Berita

Munas III DPN Peradi Ditunda Menjadi 23-25 September 2020

DPN Peradi telah mengumumkan penundaan Musyawarah Nasional (Munas) III Peradi, dari yang semula akan diselenggarakan pada 10-12 Juni 2020 menjadi tanggal 23-25 September 2020.
Oleh:
CT-CAT
Bacaan 2 Menit
Ketua Umum DPN Peradi, Prof. Dr. Fauzie Yusuf Hasibuan, S.H., M.H. Foto: RES.
Ketua Umum DPN Peradi, Prof. Dr. Fauzie Yusuf Hasibuan, S.H., M.H. Foto: RES.

Melalui surat bernomor 354/DPN/PERADI/V/2020, Dewan Pimpinan Nasional Perhimpunan Advokat Indonesia (DPN Peradi) telah mengumumkan penundaan Musyawarah Nasional (Munas) III Peradi, dari yang semula akan diselenggarakan pada 10-12 Juni 2020 menjadi tanggal 23-25 September 2020. Adapun berdasarkan hasil Rapat Harian DPN Peradi pada Jumat (22/5) yang digelar secara daring melalui aplikasi Zoom Meeting, lokasi penyelenggaraan Munas III Peradi masih sama, yaitu Hotel Shangri-La, Surabaya.

 

Ketua Umum DPN Peradi, Prof. Dr. Fauzie Yusuf Hasibuan, S.H., M.H. menjelaskan, penundaan ini harus dilakukan terkait situasi pandemi Covid-19 atau virus korona yang masih belum reda. Apalagi, pemerintah juga telah menetapkan dan memperpanjang Pembatasan Sosial Berskala Besar (PSBB) di beberapa tempat, termasuk Surabaya dan sekitarnya untuk mencegah penularan wabah. “Demi keselamatan peserta Munas, maka Munas III Peradi tahun 2020 akan ditunda.

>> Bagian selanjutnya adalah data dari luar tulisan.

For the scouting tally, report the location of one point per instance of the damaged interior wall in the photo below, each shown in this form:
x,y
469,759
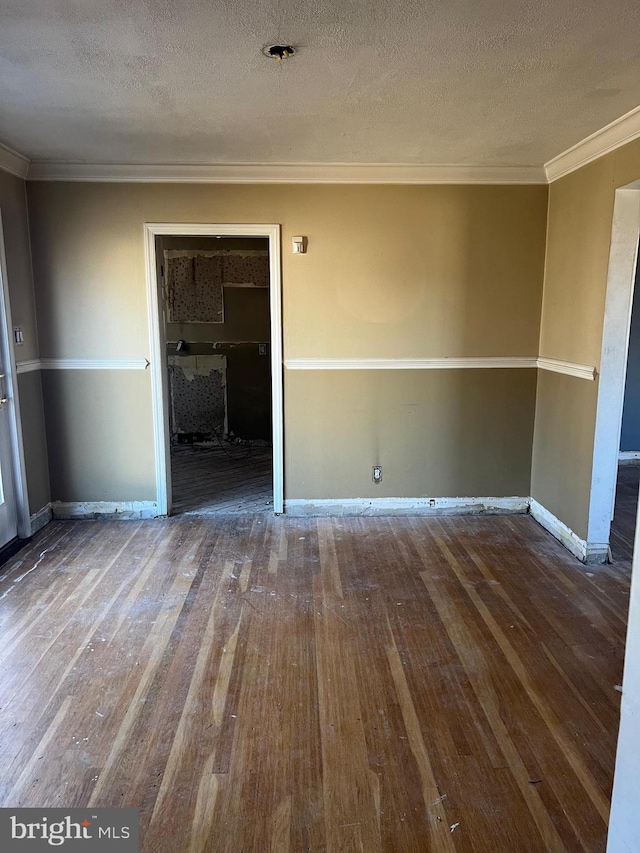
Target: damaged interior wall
x,y
217,299
198,395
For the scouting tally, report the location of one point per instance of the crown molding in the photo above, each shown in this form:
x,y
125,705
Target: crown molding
x,y
288,173
619,132
13,162
82,364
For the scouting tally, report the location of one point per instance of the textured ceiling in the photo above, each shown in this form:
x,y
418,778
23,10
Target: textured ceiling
x,y
382,81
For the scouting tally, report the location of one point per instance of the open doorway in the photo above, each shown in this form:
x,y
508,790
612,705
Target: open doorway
x,y
623,523
215,328
613,499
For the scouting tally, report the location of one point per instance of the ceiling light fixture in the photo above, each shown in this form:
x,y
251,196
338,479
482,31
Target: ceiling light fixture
x,y
278,51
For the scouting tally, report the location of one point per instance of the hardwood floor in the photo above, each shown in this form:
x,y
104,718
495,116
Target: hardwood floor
x,y
623,526
253,683
206,480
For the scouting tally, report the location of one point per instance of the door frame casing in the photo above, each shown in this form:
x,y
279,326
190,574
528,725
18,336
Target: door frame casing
x,y
157,345
18,466
623,254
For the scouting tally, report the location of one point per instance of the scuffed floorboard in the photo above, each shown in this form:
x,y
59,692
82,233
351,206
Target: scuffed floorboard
x,y
253,683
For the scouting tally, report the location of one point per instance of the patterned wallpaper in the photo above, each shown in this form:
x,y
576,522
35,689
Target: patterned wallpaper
x,y
198,394
195,281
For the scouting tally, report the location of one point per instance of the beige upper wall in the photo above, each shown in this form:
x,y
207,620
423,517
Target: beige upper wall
x,y
391,271
579,237
13,205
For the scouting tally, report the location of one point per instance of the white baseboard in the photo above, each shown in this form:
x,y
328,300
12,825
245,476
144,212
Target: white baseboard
x,y
591,553
406,506
629,457
40,519
104,509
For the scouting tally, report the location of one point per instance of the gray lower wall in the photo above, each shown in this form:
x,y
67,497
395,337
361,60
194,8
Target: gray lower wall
x,y
563,444
436,433
34,439
88,462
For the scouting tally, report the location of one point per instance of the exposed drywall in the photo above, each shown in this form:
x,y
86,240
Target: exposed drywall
x,y
390,272
630,435
449,433
197,385
13,205
579,237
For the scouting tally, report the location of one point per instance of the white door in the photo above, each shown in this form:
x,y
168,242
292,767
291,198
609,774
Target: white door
x,y
8,508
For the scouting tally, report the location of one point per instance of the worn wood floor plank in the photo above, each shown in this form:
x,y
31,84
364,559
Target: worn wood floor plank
x,y
253,683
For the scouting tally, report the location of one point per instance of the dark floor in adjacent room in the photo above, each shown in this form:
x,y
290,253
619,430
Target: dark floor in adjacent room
x,y
254,683
623,526
216,479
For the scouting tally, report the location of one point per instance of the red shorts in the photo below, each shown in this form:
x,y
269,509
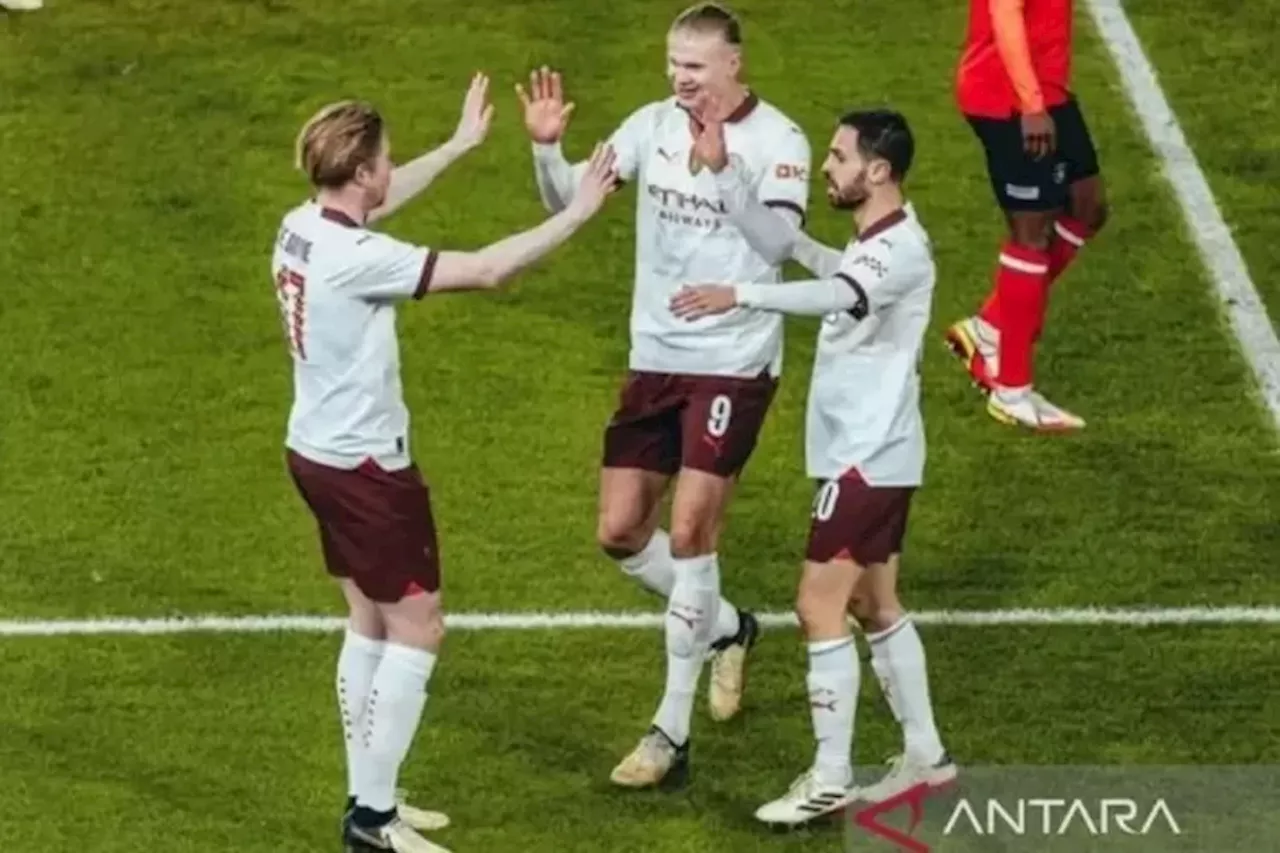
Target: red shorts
x,y
853,520
666,422
375,525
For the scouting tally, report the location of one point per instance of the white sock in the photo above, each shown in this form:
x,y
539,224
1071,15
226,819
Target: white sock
x,y
690,615
654,568
357,661
833,679
897,657
392,716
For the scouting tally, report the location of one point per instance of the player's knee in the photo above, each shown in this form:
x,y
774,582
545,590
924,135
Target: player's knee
x,y
1097,217
417,623
620,537
880,617
1032,229
818,614
694,532
862,609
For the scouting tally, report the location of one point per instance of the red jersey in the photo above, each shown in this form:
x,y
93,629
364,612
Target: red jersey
x,y
1016,56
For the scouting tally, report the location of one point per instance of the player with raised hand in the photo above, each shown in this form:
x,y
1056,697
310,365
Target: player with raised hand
x,y
338,286
864,446
695,396
1013,86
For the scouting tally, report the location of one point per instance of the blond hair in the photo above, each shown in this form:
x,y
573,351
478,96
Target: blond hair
x,y
711,18
337,141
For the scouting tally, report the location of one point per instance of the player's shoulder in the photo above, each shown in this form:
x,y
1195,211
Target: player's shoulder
x,y
337,237
896,243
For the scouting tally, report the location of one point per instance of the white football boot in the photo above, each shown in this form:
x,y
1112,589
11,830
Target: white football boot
x,y
905,772
807,799
1028,409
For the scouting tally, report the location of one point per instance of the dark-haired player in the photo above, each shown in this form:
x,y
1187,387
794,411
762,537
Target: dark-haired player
x,y
696,395
1014,87
865,448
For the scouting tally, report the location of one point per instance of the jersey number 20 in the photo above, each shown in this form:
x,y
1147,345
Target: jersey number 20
x,y
291,290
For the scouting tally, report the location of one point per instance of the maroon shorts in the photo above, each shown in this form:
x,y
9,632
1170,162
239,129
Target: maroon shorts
x,y
666,422
375,525
851,520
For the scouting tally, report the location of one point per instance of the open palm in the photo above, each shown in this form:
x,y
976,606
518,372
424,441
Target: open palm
x,y
545,112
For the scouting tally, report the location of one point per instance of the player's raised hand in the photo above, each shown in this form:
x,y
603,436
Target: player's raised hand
x,y
476,114
709,147
703,300
1040,135
599,181
545,112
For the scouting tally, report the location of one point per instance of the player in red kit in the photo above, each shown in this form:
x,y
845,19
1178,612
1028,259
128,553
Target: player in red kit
x,y
1014,89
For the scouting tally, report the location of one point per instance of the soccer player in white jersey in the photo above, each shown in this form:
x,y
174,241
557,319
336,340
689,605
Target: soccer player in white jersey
x,y
695,396
338,286
864,447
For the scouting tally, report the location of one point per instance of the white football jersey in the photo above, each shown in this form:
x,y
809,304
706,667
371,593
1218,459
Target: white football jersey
x,y
337,284
864,397
684,235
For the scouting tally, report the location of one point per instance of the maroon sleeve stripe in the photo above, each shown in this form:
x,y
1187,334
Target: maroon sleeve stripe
x,y
863,305
424,281
790,205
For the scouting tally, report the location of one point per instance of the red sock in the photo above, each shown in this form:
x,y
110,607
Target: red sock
x,y
1022,290
1069,237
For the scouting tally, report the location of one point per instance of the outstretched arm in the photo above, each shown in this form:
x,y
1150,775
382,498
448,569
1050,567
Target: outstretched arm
x,y
773,229
385,269
812,297
865,282
417,174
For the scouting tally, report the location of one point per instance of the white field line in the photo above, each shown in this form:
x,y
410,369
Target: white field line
x,y
1221,256
629,620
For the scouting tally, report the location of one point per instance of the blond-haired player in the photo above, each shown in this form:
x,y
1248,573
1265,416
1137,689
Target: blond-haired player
x,y
338,284
695,396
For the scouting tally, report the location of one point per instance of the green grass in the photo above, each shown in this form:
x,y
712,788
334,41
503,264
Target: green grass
x,y
144,389
1201,49
250,740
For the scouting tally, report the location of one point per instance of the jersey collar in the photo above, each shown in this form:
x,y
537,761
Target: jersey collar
x,y
739,113
882,224
338,217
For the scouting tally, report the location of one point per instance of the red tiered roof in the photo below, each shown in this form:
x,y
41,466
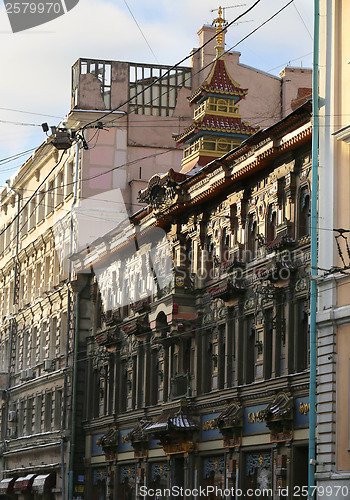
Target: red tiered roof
x,y
219,82
216,123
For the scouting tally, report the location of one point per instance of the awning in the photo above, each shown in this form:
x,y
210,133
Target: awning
x,y
24,483
43,483
6,485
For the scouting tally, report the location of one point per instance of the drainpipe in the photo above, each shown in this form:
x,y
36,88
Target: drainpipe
x,y
69,300
12,321
75,388
313,298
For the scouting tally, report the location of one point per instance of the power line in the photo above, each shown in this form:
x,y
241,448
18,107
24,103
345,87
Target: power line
x,y
174,66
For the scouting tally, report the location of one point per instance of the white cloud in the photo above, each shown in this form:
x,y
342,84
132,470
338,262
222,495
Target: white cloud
x,y
38,62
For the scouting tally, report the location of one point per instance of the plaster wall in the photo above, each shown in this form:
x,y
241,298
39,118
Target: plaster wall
x,y
343,347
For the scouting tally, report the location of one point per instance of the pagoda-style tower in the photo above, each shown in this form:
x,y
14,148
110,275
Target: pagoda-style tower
x,y
217,126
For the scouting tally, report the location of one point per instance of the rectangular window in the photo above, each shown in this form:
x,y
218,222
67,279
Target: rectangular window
x,y
25,360
32,214
41,205
69,188
29,286
21,421
48,412
38,289
2,237
48,281
34,344
29,416
24,221
43,341
53,335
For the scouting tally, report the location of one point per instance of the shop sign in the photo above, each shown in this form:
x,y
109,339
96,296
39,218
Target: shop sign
x,y
253,420
209,430
301,411
124,443
95,448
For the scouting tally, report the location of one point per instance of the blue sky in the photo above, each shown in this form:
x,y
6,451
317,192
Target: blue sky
x,y
38,62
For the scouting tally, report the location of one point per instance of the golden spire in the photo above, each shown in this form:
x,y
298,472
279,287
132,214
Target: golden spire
x,y
220,24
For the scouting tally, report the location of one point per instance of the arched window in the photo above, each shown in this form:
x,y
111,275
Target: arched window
x,y
304,213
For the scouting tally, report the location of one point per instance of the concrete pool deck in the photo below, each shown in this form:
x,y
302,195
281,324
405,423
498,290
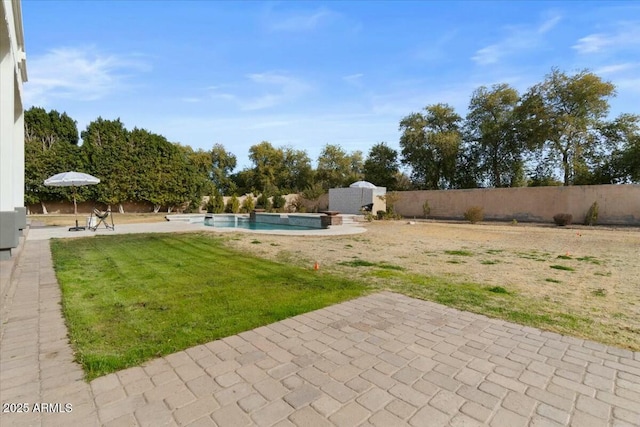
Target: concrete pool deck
x,y
49,232
381,360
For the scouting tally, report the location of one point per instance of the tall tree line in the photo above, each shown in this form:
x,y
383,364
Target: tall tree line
x,y
558,127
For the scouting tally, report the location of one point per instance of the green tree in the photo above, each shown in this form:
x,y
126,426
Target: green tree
x,y
49,127
51,147
381,167
560,115
336,168
618,159
111,158
430,144
494,145
297,172
268,166
222,165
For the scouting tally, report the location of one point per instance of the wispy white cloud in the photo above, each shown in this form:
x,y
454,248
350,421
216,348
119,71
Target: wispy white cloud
x,y
299,21
354,79
616,68
81,74
262,90
626,35
520,38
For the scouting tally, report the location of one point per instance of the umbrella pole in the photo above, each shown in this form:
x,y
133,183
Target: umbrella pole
x,y
75,212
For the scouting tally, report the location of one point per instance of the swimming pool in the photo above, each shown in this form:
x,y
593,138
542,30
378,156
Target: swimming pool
x,y
231,221
248,225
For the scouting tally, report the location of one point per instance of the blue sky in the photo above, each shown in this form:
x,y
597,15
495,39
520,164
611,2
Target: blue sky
x,y
305,74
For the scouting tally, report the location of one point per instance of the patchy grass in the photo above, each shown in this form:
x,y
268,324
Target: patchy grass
x,y
130,298
590,259
533,255
492,301
498,290
363,263
495,251
459,252
562,267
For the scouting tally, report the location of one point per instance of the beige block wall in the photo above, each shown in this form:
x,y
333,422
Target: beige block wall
x,y
618,204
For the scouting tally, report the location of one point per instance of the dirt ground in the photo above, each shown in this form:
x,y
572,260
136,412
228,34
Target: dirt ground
x,y
532,260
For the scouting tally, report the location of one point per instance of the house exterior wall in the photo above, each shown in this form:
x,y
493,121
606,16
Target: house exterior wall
x,y
618,204
13,73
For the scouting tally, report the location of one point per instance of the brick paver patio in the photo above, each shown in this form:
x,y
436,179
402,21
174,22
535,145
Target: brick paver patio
x,y
380,360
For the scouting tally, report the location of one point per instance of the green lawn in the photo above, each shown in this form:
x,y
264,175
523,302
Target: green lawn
x,y
130,298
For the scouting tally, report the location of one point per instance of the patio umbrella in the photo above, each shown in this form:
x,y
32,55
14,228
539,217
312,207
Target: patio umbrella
x,y
73,180
362,185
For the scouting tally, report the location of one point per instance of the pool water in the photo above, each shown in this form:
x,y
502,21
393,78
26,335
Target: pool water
x,y
249,225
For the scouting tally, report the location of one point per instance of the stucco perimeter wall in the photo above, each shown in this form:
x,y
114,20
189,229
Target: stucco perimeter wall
x,y
350,200
618,204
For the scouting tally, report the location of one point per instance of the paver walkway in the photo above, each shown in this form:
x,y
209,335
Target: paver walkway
x,y
382,360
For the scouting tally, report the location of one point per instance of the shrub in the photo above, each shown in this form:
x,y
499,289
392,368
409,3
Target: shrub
x,y
263,202
426,209
279,202
592,215
233,205
298,204
215,203
247,204
474,214
562,219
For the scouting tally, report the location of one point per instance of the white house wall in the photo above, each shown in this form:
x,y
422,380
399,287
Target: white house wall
x,y
13,73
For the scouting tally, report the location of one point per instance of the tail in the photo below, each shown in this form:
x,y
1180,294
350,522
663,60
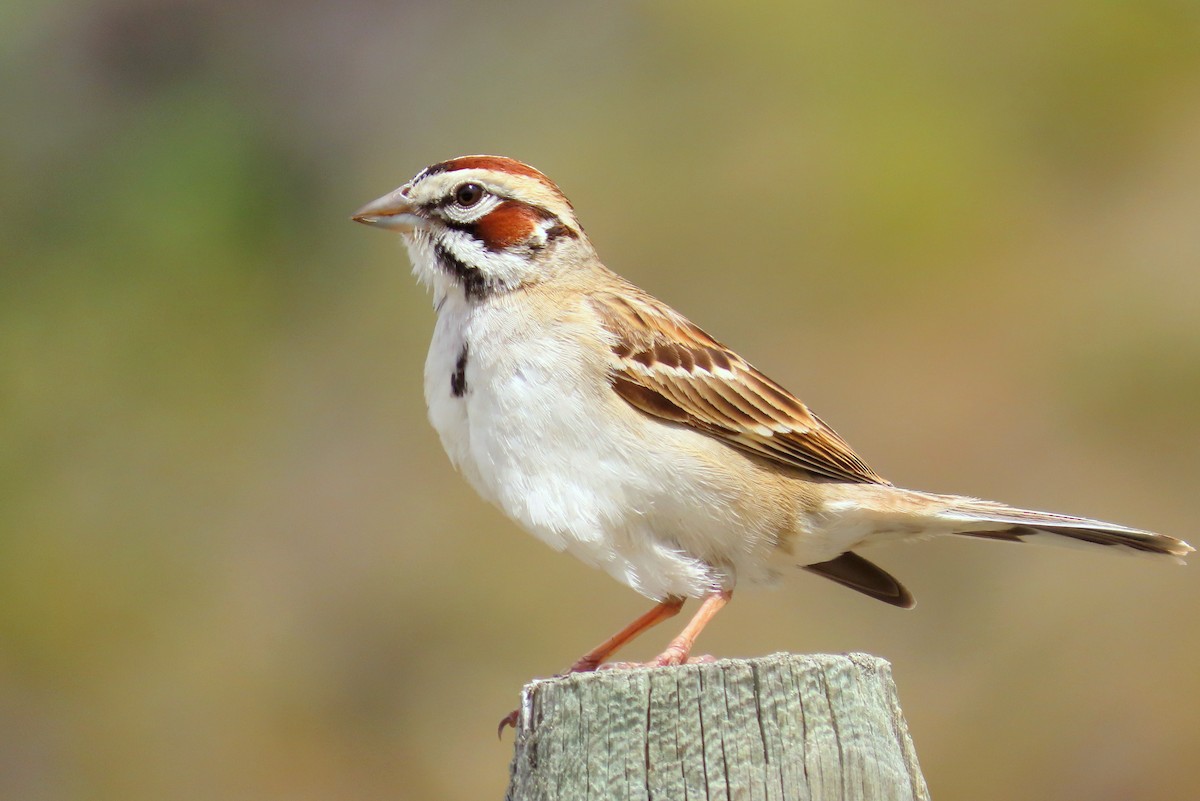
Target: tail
x,y
991,521
889,513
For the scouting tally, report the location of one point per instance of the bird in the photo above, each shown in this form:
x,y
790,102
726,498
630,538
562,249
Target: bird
x,y
611,427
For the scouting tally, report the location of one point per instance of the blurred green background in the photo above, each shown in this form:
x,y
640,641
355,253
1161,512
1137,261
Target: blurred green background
x,y
234,562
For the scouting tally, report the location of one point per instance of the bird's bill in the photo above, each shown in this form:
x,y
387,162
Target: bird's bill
x,y
391,211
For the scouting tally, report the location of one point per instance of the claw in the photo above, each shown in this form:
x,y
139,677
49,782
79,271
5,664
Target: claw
x,y
509,720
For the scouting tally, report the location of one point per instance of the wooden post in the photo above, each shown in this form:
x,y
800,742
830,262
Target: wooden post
x,y
779,728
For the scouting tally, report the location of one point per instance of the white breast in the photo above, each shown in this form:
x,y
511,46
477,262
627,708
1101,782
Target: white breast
x,y
539,432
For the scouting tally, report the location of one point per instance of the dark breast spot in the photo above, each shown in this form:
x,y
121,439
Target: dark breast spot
x,y
459,378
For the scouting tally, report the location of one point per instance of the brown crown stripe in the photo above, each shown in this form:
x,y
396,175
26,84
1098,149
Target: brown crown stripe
x,y
496,163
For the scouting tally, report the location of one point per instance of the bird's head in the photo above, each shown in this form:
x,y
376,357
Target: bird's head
x,y
480,224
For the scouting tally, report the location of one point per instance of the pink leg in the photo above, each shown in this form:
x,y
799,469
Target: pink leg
x,y
681,646
593,658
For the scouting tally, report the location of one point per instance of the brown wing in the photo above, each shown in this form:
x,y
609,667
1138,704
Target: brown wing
x,y
670,368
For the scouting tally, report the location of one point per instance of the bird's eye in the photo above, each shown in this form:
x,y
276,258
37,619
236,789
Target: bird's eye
x,y
468,194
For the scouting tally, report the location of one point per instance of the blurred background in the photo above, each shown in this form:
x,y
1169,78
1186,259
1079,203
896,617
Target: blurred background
x,y
235,564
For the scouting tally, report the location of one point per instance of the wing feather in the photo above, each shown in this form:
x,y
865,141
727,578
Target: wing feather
x,y
669,368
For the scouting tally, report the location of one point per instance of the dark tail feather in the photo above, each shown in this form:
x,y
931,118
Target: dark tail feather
x,y
993,521
851,570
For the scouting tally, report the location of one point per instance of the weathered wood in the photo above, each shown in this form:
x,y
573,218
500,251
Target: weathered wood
x,y
779,728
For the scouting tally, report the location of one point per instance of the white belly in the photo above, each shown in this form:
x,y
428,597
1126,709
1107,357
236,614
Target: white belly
x,y
525,429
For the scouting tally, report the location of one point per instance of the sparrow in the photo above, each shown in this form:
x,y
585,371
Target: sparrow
x,y
611,427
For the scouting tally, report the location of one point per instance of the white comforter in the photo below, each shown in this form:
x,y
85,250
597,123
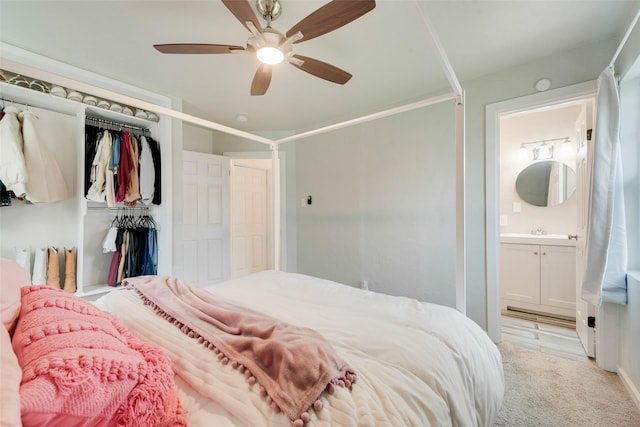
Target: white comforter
x,y
418,364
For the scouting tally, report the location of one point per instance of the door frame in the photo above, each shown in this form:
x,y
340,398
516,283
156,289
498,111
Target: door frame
x,y
283,200
492,182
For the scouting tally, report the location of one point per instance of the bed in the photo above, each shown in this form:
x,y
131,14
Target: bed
x,y
417,364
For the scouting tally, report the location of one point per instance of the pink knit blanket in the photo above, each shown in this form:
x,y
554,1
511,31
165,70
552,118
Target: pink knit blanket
x,y
82,367
293,365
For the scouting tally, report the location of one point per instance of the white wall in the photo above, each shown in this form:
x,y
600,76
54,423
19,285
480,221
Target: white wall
x,y
383,204
536,126
629,315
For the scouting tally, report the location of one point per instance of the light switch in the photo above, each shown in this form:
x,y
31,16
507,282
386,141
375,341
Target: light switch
x,y
517,207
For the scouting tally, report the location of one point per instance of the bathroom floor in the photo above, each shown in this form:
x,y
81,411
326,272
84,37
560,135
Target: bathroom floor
x,y
553,339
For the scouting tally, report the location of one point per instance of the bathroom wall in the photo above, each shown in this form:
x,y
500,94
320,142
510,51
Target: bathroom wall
x,y
541,124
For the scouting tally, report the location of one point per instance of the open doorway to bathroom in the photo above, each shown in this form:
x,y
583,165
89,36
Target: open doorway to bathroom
x,y
532,252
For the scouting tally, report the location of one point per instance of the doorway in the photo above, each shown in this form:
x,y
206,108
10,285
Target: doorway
x,y
537,102
251,212
251,218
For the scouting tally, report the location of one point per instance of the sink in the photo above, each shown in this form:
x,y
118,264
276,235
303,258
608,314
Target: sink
x,y
538,239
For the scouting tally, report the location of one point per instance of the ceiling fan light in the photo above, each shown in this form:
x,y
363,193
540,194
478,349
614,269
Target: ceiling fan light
x,y
270,55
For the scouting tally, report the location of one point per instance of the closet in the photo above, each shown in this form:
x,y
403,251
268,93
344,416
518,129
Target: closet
x,y
76,221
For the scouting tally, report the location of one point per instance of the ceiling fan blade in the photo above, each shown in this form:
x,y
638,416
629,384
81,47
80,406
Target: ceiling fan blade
x,y
243,12
321,69
261,80
330,17
197,48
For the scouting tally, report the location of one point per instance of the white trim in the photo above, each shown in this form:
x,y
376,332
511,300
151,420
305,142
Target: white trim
x,y
275,182
461,234
442,56
625,38
492,182
390,112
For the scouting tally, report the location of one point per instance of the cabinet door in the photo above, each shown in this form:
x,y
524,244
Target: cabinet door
x,y
558,276
520,272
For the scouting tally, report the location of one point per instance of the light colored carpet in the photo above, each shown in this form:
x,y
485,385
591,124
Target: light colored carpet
x,y
546,390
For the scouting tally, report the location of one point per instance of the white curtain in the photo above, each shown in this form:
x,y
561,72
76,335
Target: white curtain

Namun, pelaksanaan Munas III Peradi tahun 2020 juga dapat dipercepat dengan mematuhi ketentuan Anggaran Dasar/Peraturan Rumah Tangga (AD/ART) Peradi hanya jika situasi dan kondisi makin membaik, pemerintah telah mengakhiri PSBB, dan mengizinkan pertemuan yang dihadiri banyak peserta (catatan: peserta Munas yang akan datang kurang-lebih sebanyak 1.000 orang),” tutur dia.

 

Lebih lanjut, Fauzie mengatakan, menyikapi dampak penyebaran Covid-19, pemerintah telah menerbitkan berbagai ketentuan termasuk larangan berkumpul, sehingga pelaksanaan Munas III Peradi tahun 2020 menjadi hal yang tidak memungkinkan. Oleh karena itu, sesuai ketentuan AD Pasal 24 ayat 4 dan PRT Pasal 20, maka masa jabatan DPN Peradi otomatis diperpanjang sampai Munas yang akan datang. Namun, masa jabatan itu hanya berlaku paling lama selama enam bulan, terhitung berakhirnya masa jabatan DPN Peradi yaitu tanggal 13 Juni 2020.

 

Sekretaris Jenderal DPN Peradi, Thomas E. Tampubolon ,S. H. M. H. menyampaikan, Rapat Harian DPN Peradi juga telah menyepakati perpanjangan masa jabatan akan berakhir pada 13 Desember 2020. “Rapat juga telah memutuskan bahwa DPN dan DPC perlu mencari alternatif, yakni suatu mekanisme dalam mengambil keputusan terkait Munas III Peradi tahun 2020 secara urun-rembuk sebagai alternatif Munas III Peradi, manakala wabah Covid-19 belum berakhir dan pemerintah tetap tidak mengizinkan pertemuan banyak orang hingga akhir tahun 2020,” ia menambahkan.

 

Rapat Harian DPN Peradi dihadiri oleh lebih dari setengah jumlah Pengurus Harian DPN Peradi. Sesuai AD/ART Peradi, jumlah ini telah memenuhi kuorum, sehingga putusannya sah dan mengikat. Rapat dipimpin langsung oleh Ketua Umum dan Sekretaris Jenderal DPN Peradi.

 

Artikel ini merupakan kerja sama antara Hukumonline dengan Perhimpunan Advokat Indonesia (Peradi).